Palazzo Casacalenda

Indirizzo: piazza San Domenico Maggiore, 17

Metro: linea 1, stazione piazza Dante-stazione Toledo

Questo antico palazzo napoletano deve il suo nome alla duchessa di Casacalenda e di Campolieto, Marianna di Sangro la quale, venuta in possesso della proprietà, voleva ristrutturare l’antico edificio settecentesco senzapertanto perderne le originali fattezze architettoniche, come lo scalone monumentale interno, opera di Cosimo Fanzago. I lavori di rifacimento vennero affidati a Mario Gioffredo, architetto napoletano tra i più illustri del tempo. Tuttavia, contrariamente alla volontà della contessa, Gioffredo alterò fortemente le caratteristiche architettoniche originarie demolendo anche la bellissima scala di Fanzago.

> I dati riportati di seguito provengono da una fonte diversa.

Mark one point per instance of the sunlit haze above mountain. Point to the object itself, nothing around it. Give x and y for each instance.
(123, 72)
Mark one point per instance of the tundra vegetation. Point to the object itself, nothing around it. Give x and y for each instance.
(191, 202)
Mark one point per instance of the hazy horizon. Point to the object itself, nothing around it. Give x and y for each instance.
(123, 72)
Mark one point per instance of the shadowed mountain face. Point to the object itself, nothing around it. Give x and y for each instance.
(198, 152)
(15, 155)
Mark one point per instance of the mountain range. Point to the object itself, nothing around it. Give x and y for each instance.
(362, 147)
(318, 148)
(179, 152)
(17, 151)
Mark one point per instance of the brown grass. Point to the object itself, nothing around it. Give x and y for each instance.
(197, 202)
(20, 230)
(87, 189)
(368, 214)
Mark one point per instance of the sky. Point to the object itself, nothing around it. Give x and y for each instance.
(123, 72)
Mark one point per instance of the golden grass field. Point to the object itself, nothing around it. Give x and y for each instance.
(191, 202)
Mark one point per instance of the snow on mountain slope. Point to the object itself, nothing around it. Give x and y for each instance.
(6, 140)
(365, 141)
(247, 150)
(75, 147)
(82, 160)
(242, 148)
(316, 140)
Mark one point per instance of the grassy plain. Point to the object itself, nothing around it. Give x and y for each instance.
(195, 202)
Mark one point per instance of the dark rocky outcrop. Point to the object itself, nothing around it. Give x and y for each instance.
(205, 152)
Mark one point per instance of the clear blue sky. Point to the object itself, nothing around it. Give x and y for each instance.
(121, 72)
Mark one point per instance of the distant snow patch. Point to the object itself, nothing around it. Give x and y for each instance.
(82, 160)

A seguito della controversia che ne conseguì, Marianna decise di non retribuire il lavoro e l’opera di rifacimento dell’edificio si interruppe fino a quando non intervenne Luigi Vanvitelli, il quale, a conforto dello scontento della contessa, riscontrò nell’opera difetti strutturali per cui decise di intervenire, nel 1766, cominciando i lavori del cortile, luogo a cui il Vanvitelli si dedicò maggiormente.

Qui fu costruito un portico con quattro archi sorretti da otto colonne in piperno, e una maestosa scala aperta; Vanvitelli apportò anche ritocchi di finitura alle balconate e alle lesene della facciata.

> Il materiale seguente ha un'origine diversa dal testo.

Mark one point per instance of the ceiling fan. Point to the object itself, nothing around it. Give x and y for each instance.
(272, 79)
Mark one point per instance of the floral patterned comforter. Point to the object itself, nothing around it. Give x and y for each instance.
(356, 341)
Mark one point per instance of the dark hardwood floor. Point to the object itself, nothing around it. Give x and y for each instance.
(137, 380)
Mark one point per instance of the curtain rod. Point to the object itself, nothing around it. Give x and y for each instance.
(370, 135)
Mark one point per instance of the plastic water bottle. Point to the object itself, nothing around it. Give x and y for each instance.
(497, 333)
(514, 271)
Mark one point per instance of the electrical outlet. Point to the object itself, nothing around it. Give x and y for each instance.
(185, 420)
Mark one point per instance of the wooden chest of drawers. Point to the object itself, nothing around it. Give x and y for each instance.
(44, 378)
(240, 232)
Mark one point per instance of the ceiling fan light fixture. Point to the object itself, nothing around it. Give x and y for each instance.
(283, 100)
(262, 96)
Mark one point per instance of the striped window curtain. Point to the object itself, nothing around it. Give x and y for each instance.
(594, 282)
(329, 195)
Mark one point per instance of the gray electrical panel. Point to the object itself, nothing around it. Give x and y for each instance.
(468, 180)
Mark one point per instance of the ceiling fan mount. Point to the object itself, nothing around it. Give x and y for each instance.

Questa è in stile dorico con basamento in piperno in cui si aprono due portali inquadrati da colonne doriche in marmo bianco, e caratterizzata da finestre con timpani alternati, curvi e triangolari.

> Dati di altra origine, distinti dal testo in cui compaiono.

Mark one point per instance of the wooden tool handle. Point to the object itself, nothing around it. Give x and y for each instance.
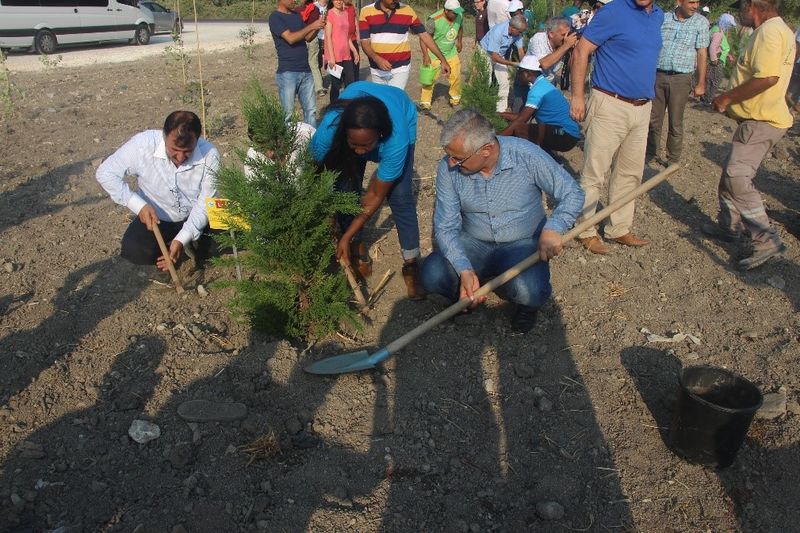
(351, 279)
(165, 252)
(485, 289)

I Casacalenda soggiornarono nel palazzo fino al 1831, quando la proprietà passò alla famiglia del Balzo, antica famiglia originaria della Provenza.

Nel 1922, a seguito delle opere per il Risanamento di Napoli – ovvero quel grande intervento urbanistico che cambiò radicalmente l’assetto di molti quartieri cittadini, fortemente voluto a causa di una violenta epidemia di colera verificatasi anni prima – il palazzo perse una campata per permettere l’allargamento di via Mezzocannone e, in tale occasione, alcuni degli affreschi contenuti nella galleria del secondo piano nobile, tre dei quali raffiguranti il Sogno di Alessandro, opera di Fedele Fischetti, furono staccati e conservati al Museo di Capodimonte.